Una situazione che poteva avere un esito tragico si è trasformata in una storia di speranza grazie alla prontezza di un passante e alla professionalità dei soccorritori.
L’intervento tempestivo che ha salvato una vita
Era circa le 20:15 quando al 112 è arrivata la chiamata per una perdita di coscienza.
In pochi minuti, il distaccamento Carignano della Croce Bianca Genovese è intervenuto, inizialmente in codice giallo. Tuttavia, all’arrivo dei soccorritori, l’uomo era già in arresto cardiaco.
Proprio in quei cruciali minuti, un passante ha iniziato le compressioni toraciche, mantenendo attivo il minimo circolo necessario per guadagnare tempo prezioso.
L’intervento della Croce Bianca e dell’automedica Golf 1 ha proseguito con la rianimazione cardiopolmonare, integrando l’uso del defibrillatore.
Grazie a questa catena di soccorso efficiente, il ritmo cardiaco dell’uomo è stato ripristinato e, dopo circa mezz’ora di manovre, è stato stabilizzato e trasportato in codice rosso al pronto soccorso dell’ospedale Galliera.
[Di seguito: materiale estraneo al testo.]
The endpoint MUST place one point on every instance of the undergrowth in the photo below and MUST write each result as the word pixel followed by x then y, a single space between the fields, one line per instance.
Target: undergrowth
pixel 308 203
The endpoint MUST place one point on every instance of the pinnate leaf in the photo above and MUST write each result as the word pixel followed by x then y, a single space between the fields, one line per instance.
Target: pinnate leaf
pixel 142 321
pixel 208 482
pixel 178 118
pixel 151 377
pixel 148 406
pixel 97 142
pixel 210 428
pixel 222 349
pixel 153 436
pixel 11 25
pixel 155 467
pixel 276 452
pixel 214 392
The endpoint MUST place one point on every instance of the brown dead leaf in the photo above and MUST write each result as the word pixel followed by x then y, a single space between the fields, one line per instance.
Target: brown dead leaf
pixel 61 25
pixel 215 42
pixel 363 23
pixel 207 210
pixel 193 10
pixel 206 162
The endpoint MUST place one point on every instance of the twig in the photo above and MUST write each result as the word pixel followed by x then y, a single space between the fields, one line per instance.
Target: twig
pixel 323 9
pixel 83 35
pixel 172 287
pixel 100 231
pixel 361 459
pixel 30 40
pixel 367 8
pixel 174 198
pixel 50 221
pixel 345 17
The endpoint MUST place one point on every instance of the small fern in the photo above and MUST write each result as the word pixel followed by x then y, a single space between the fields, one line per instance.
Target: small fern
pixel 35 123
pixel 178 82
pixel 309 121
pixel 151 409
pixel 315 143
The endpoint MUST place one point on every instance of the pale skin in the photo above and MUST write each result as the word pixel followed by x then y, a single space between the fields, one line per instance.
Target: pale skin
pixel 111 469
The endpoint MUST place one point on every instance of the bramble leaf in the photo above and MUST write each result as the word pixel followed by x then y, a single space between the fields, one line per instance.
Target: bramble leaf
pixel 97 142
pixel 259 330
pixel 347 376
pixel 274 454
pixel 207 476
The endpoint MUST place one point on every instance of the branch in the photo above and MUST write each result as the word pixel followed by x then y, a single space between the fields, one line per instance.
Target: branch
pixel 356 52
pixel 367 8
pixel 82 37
L’importanza della formazione e dei defibrillatori
Questa vicenda evidenzia quanto conti il primo minuto: intervenire tempestivamente può fare la differenza tra la vita e la morte.
La presenza di persone formate in primo soccorso e l’accesso a un defibrillatore può trasformare un possibile tragico epilogo in un lieto fine.
Investire nella cardioprotezione, con corsi BLSD per cittadini e operatori e aumentando la disponibilità di defibrillatori, non è più una scelta secondaria, ma una priorità per la sicurezza di tutti.